In its representation of transport technologies, PLANET is a “hybrid” model: for passenger cars, the demand is explicitly modelled in detail while the technologies for other modes are described at a higher level of abstraction. It is thus neither a pure “top-down” nor “bottom-up” model. Several models represent non-technical parameters, such as the heterogeneity of the households, social influences and contextual conditions. PLANET, in contrast, does not account for individual household characteristics. Linking vehicle registration data with household surveys holds some potential to improve the representation of consumer behaviour in PLANET.
One increasingly important issue is the demand for vehicle types that have currently low or zero market shares, but that are expected to have an important potential in the long run, such as electric and automated vehicles. The most promising approach to deal with this issue consists in combining observations of ‘real’ markets with outcomes of ‘hypothetical’ markets. Alternatively, one can use “synthetic utility functions”, whose parameters are based on “first principles” or extensive literature surveys rather than on individual studies that use limited samples in a specific context. Taking into account data availability in Belgium, the “synthetic utility” approach holds the most promise for rapid integration in the existing version of PLANET.
Of all the approaches to vehicle stock modelling in long term projections, the one with the most solid foundations in economic theory consists in taking the annual sales of vehicles as “residual” variable:
- The existing stock of vehicles is retired according to a scrappage function.

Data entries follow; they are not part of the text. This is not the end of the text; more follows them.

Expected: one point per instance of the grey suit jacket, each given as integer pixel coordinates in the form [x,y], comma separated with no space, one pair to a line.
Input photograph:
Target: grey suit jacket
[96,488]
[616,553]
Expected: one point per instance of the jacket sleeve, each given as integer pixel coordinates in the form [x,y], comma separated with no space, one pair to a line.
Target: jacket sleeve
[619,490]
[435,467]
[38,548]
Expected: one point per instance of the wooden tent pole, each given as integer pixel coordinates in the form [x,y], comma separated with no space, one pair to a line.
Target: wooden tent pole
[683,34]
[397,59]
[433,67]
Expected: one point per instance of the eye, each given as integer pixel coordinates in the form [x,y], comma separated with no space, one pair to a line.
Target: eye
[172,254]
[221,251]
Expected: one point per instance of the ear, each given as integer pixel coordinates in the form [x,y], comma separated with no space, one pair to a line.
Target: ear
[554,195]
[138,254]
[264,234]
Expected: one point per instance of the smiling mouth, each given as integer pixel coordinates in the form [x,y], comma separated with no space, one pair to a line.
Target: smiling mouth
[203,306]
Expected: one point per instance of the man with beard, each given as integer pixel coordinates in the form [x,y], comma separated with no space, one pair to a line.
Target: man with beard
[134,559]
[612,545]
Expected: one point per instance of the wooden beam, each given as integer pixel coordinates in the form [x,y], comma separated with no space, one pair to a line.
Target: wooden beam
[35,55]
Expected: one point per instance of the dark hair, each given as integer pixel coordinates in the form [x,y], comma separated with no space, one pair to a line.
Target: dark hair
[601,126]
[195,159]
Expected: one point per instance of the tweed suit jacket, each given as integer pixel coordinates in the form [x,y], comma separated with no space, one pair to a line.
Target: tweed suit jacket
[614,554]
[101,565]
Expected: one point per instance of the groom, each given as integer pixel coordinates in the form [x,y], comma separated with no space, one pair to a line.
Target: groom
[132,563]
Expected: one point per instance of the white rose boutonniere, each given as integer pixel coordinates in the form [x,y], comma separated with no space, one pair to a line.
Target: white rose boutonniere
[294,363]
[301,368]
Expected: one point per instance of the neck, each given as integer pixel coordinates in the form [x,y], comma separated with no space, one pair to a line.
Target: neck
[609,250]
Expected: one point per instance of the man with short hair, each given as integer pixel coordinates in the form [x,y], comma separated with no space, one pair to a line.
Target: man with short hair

- The total vehicle stock is estimated as the stock that is needed to meet travel demand (expressed in passenger kilometres), taking into account load factors and the average vehicle kilometres for existing vehicles.
- The annual vehicles sales are calculated as the desired car stock minus the actual car stock inherited from previous vintages.
- Total sales are split in classes (e.g. according to fuel or vehicle size) using a discrete choice function.
In order to represent the impact of shared mobility, it is important that parameters such as the load factors and the annual mileage of cars can be modified according to the scenario that is under consideration. The PLANET model can be readily modified to deal with this requirement.
Our key conclusion is that the modelling approach taken should depend on the time perspective of the model and on the availability of data. In the short run (up to 5 years in the future), consumer preferences and vehicle technologies can be assumed to remain stable, and the evaluation of policies is best based on econometric models. In the long run (more than 15 years in the future), preferences and technologies are fundamentally uncertain, and a scenario approach is appropriate: models should explore possible futures, and outline the implications of the most extreme scenarios that still seem plausible. For medium term projections (5 to 15 years in the future), we propose to start with existing econometric models, but enriched with models of social learning by households and of learning-by-doing by firms. Repeated simulations with random changes in the values of the key parameters will help us understand the robustness of our projections.